The Google Data Analytics Process, which forms the foundation of this program, includes six key steps:
- Ask – Define the business challenge, objective, or question.
- Prepare – Generate, collect, and manage data.
- Process – Clean and ensure data integrity.
- Analyze – Explore, visualize, and interpret data.
- Share – Communicate findings clearly and effectively.
- Act – Apply insights to solve problems and drive decisions.
This model provides a practical, repeatable approach for turning data into actionable insights.
3.4 Other Models of the Data Analysis Process
3.4.1 1. EMC’s Data Analytics Process
Developed by David Dietrich at Dell EMC, this model highlights the cyclical nature of analytics projects:
- Discovery
- Pre-processing data
- Model planning
- Model building
- Communicate results
- Operationalize
Key ideas: - Steps are interconnected and repeat continuously.
- Each phase prepares the groundwork for the next.
- Analysts use checkpoints to ensure data is ready before moving forward.
📘 Reference: Data Science & Big Data Analytics (free access available as PDF).
3.4.2 2. SAS Iterative Data Analysis Process
Created by SAS, a leading analytics company, this seven-step cyclical process focuses on creating repeatable and predictive results:
- Ask
- Prepare
- Explore
- Model
- Implement
- Act
- Evaluate
Key feature:
This process is shaped like an infinity loop, emphasizing continuous improvement.
The final step, Evaluate, encourages analysts to assess outcomes and, if necessary, return to the Ask phase.

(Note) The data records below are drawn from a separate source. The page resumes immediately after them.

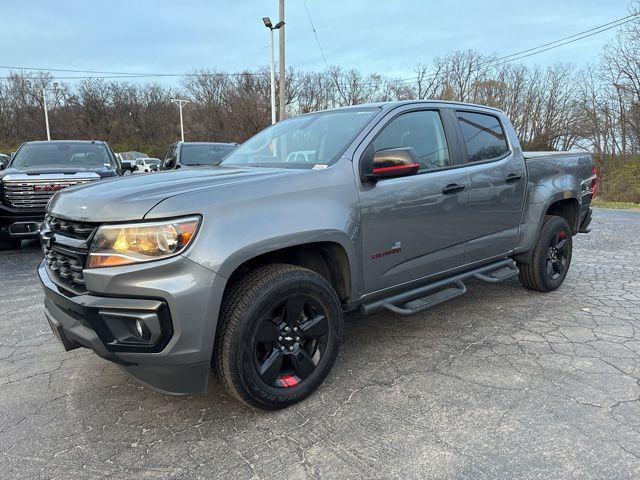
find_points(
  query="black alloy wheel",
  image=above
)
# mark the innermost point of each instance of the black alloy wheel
(551, 256)
(290, 341)
(278, 335)
(557, 254)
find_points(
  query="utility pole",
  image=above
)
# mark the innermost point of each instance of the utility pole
(46, 113)
(46, 110)
(181, 103)
(271, 27)
(283, 114)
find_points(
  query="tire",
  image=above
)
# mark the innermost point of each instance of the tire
(10, 244)
(549, 267)
(255, 357)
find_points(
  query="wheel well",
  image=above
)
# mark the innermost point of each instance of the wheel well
(567, 209)
(325, 258)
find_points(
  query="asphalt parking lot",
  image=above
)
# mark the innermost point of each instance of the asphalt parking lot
(501, 383)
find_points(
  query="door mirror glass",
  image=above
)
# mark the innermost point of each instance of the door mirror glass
(392, 163)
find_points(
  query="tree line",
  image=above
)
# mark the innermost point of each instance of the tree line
(595, 107)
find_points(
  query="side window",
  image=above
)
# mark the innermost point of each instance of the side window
(483, 136)
(422, 131)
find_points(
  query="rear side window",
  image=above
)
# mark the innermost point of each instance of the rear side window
(422, 131)
(483, 136)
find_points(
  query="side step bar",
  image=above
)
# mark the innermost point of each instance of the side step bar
(419, 299)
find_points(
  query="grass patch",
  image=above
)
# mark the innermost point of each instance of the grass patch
(621, 205)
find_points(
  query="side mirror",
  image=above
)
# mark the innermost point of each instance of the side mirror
(126, 165)
(392, 163)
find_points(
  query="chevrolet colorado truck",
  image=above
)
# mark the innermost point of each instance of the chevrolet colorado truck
(36, 172)
(247, 268)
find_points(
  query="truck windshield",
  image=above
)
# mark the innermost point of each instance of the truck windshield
(303, 142)
(203, 154)
(67, 154)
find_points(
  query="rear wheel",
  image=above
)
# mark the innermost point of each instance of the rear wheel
(10, 244)
(551, 256)
(279, 334)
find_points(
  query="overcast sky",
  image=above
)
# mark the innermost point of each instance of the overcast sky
(389, 36)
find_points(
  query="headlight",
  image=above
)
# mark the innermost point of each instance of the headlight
(116, 245)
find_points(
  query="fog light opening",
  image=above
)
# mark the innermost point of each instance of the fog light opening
(141, 330)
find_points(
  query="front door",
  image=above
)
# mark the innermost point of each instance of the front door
(415, 226)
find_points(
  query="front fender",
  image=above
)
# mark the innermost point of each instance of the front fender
(243, 221)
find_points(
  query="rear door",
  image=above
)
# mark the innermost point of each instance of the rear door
(497, 185)
(414, 226)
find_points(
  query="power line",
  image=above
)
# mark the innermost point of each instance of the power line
(549, 46)
(498, 61)
(304, 2)
(123, 74)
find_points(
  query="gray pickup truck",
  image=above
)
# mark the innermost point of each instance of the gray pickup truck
(249, 267)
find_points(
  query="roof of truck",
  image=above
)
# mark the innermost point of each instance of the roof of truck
(399, 103)
(65, 141)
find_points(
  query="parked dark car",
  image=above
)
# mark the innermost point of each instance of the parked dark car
(196, 154)
(36, 172)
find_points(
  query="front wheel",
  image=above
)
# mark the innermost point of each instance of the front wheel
(551, 256)
(279, 333)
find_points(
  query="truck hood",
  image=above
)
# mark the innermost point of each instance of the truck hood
(131, 197)
(40, 171)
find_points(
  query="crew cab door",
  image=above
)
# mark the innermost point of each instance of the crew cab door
(497, 185)
(414, 226)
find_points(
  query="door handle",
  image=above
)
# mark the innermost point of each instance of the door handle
(512, 178)
(452, 188)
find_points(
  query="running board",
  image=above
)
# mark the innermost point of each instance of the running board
(419, 299)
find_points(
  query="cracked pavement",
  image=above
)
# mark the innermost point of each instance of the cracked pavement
(500, 383)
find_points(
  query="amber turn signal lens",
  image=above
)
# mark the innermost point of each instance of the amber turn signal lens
(116, 245)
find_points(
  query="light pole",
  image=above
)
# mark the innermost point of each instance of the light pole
(44, 102)
(283, 112)
(181, 103)
(271, 27)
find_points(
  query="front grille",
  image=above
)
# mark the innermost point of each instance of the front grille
(66, 267)
(66, 254)
(34, 194)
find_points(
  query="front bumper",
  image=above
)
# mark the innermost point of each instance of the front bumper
(177, 296)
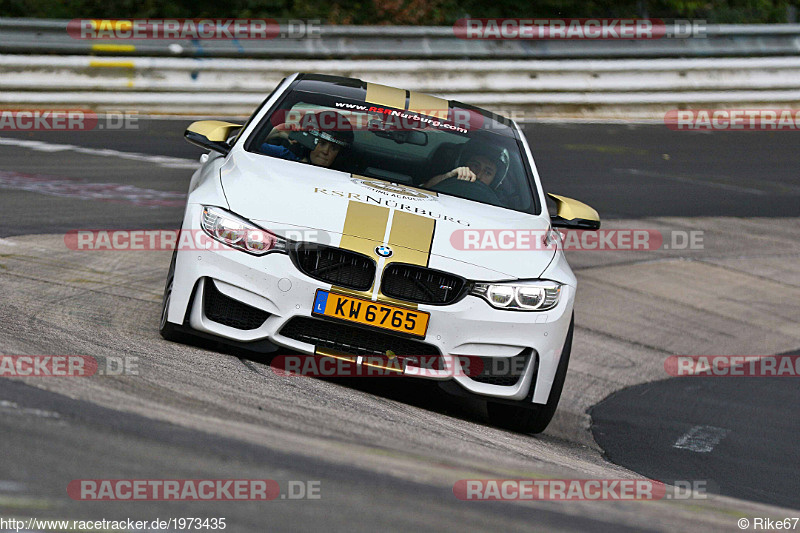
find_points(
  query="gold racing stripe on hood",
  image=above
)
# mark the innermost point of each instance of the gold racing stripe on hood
(364, 224)
(428, 105)
(410, 237)
(385, 96)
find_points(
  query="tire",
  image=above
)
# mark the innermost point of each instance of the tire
(168, 330)
(534, 418)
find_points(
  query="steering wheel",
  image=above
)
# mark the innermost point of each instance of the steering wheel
(471, 190)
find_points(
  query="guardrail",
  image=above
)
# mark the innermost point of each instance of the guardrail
(34, 36)
(523, 88)
(524, 79)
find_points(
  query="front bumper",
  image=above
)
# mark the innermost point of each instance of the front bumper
(272, 286)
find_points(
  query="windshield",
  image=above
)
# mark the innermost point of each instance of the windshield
(447, 156)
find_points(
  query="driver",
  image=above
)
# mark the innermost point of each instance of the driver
(481, 163)
(319, 140)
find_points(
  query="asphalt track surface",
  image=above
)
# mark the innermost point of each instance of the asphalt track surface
(384, 453)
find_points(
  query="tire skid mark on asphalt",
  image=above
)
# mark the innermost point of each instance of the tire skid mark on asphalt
(701, 439)
(13, 408)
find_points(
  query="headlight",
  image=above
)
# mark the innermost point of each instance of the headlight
(521, 296)
(238, 233)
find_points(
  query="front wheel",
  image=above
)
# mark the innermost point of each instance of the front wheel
(534, 418)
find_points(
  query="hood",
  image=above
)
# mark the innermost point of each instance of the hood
(359, 213)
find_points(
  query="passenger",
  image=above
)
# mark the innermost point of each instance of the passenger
(481, 163)
(331, 134)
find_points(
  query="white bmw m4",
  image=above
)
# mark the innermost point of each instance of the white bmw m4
(362, 222)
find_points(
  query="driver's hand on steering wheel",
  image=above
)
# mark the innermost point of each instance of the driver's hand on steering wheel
(462, 173)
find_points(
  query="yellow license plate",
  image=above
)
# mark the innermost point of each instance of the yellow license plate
(370, 313)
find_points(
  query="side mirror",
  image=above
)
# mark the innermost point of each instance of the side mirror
(573, 214)
(211, 134)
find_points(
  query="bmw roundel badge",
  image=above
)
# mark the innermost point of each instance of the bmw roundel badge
(384, 251)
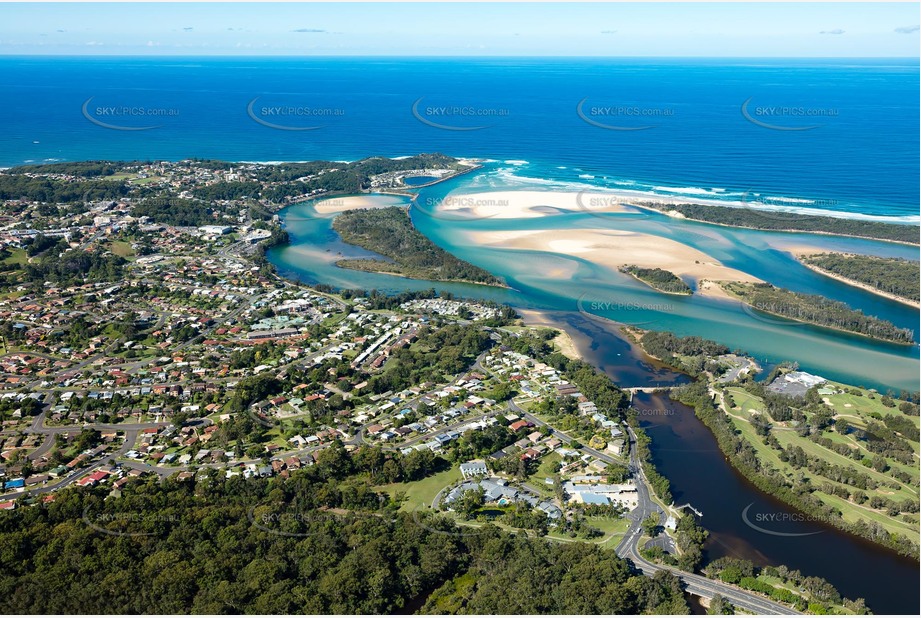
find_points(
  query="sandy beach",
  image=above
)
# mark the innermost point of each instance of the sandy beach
(355, 202)
(532, 204)
(563, 341)
(613, 249)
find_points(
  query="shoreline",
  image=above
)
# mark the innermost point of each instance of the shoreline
(852, 282)
(613, 249)
(739, 299)
(684, 217)
(564, 341)
(651, 286)
(434, 281)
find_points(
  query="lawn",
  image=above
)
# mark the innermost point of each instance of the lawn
(17, 256)
(613, 529)
(548, 466)
(861, 407)
(421, 493)
(121, 248)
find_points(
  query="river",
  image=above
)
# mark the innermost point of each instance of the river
(684, 449)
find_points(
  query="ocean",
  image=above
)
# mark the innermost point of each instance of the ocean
(828, 136)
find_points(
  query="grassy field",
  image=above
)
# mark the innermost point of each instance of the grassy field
(17, 256)
(548, 465)
(858, 411)
(613, 529)
(121, 248)
(419, 493)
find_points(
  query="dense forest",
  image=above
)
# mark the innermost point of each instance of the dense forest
(659, 279)
(390, 232)
(53, 191)
(319, 542)
(817, 310)
(891, 275)
(751, 218)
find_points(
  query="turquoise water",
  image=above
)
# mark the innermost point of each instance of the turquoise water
(862, 159)
(602, 292)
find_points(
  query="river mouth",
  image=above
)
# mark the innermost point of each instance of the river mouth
(684, 449)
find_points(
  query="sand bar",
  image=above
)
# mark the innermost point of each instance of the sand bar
(614, 248)
(531, 204)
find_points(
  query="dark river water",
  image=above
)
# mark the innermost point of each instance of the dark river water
(686, 452)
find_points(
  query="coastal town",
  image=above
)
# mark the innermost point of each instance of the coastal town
(176, 351)
(146, 337)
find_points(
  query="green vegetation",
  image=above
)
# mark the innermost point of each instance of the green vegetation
(176, 211)
(659, 279)
(390, 232)
(817, 310)
(75, 267)
(891, 275)
(322, 541)
(436, 354)
(416, 495)
(751, 218)
(813, 594)
(860, 460)
(53, 191)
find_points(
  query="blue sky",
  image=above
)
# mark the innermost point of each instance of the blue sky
(512, 29)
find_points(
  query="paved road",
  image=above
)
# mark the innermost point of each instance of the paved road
(695, 584)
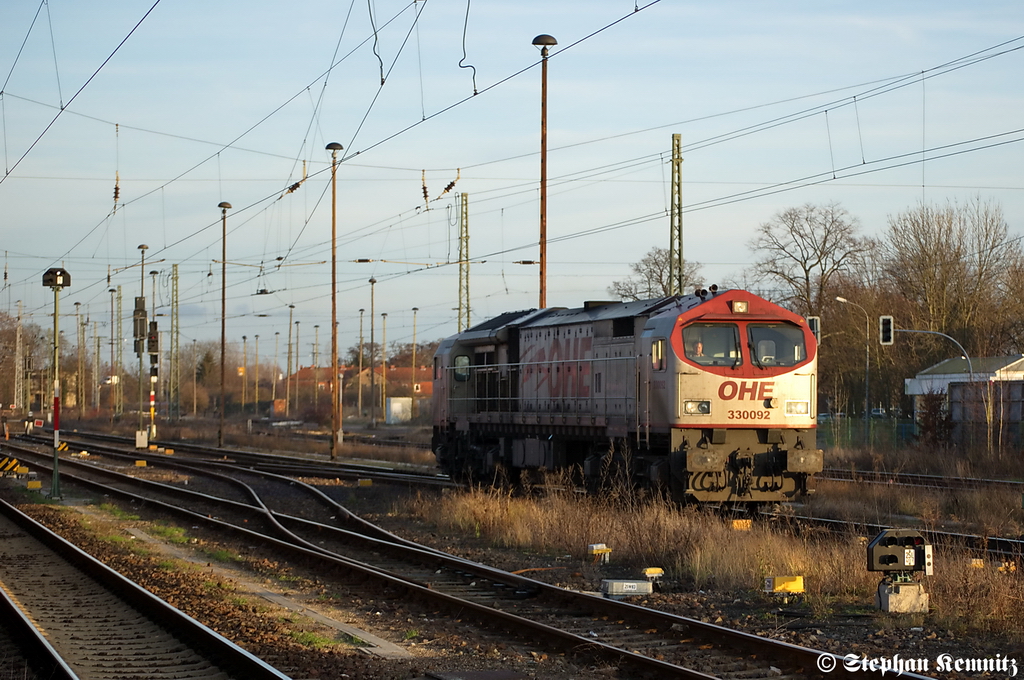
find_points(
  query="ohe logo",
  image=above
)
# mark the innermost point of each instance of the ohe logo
(753, 390)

3.4.3 3. Project-Based Data Analytics Process
Proposed by Vignesh Prajapati, this streamlined five-step process focuses on project execution:
- Identifying the problem
- Designing data requirements
- Pre-processing data
- Performing data analysis
- Visualizing data
Key feature:
This model omits the “Act” phase but still follows the core logic — defining a problem, preparing data, analyzing it, and presenting findings visually.
📘 Reference: Understanding the Data Analytics Project Life Cycle.
3.4.4 4. Big Data Analytics Process
Developed by Thomas Erl, Wajid Khattak, and Paul Buhler, this model expands on earlier frameworks to address large-scale data systems:
- Business case evaluation
- Data identification
- Data acquisition and filtering
- Data extraction
- Data validation and cleaning
- Data aggregation and representation
- Data analysis
- Data visualization
- Utilization of analysis results
Key feature:
This process adds more granularity to the prepare and process stages, reflecting the complexity of managing big data pipelines.
📘 Reference: Big Data Fundamentals: Concepts, Drivers & Techniques.
3.5 Key Takeaways
- Ancient origins: Data analysis began with early civilizations like ancient Egypt, emphasizing record-keeping and organization.
- Shared foundations: Every model—whether from Google, EMC, SAS, or others—follows similar core steps:
- Ask → Prepare → Process → Analyze → Share → Act
- Ask → Prepare → Process → Analyze → Share → Act
- Cyclical nature: Data analysis is iterative — insights lead to new questions and new analyses.
- Diverse models, same goal: Each variation tailors the process to different contexts (e.g., big data, project-based work) but aims to turn data into informed action.
- Modern relevance: Understanding multiple frameworks helps analysts choose the best process for their organization’s goals and data environment.
3.6 Summary
From ancient pyramid builders to modern data professionals, the essence of data analysis remains the same:
Collect, understand, and act on data to make better decisions.
Whether you follow the Google Data Analytics framework or another model, the goal is consistent — using data effectively to generate insights, drive innovation, and create meaningful impact.